Introduction

Taboola is the world’s leading native advertising platform, serving thousands of websites with a diverse array of products, including the Taboola Feed, mid-article ads, and homepage personalization, generating hundreds of millions of impressions daily. Despite our relentless efforts to optimize performance through sophisticated features, advanced models, and robust infrastructure, navigating such intricate ecosystems inevitably unveils areas of sub-optimization.

While some widgets exclusively feature ads, most exhibit a blend of organic items and advertisements (some also contain eCommerce and paywall content), as mixing organic content helps greatly in avoiding ad blindness and generating page views.

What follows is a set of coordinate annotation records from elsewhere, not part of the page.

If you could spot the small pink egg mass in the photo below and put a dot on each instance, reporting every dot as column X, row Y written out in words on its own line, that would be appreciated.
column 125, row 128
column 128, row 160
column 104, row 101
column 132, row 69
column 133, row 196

Taboola currently uses static slot allocation for organic content and ads, which fails to adapt to user preferences and inventory opportunities. In this blog post, I’ll delve into our solution designed to address this challenge, outlining the hurdles encountered and the adjustments made to overcome them.

Current Setup

At the core of our strategy lie a nuanced understanding of our publishers, where we deliver two main values:

  1. Direct monetization through ad clicks.
  2. Increased page views (PVs) fueled by organic clicks.

Direct revenue through ad clicks is straightforward to evaluate for both Taboola and the publishers, while organic clicks generate substantial revenue for the publisher through alternative monetization methods. However, this does not translate similarly for Taboola.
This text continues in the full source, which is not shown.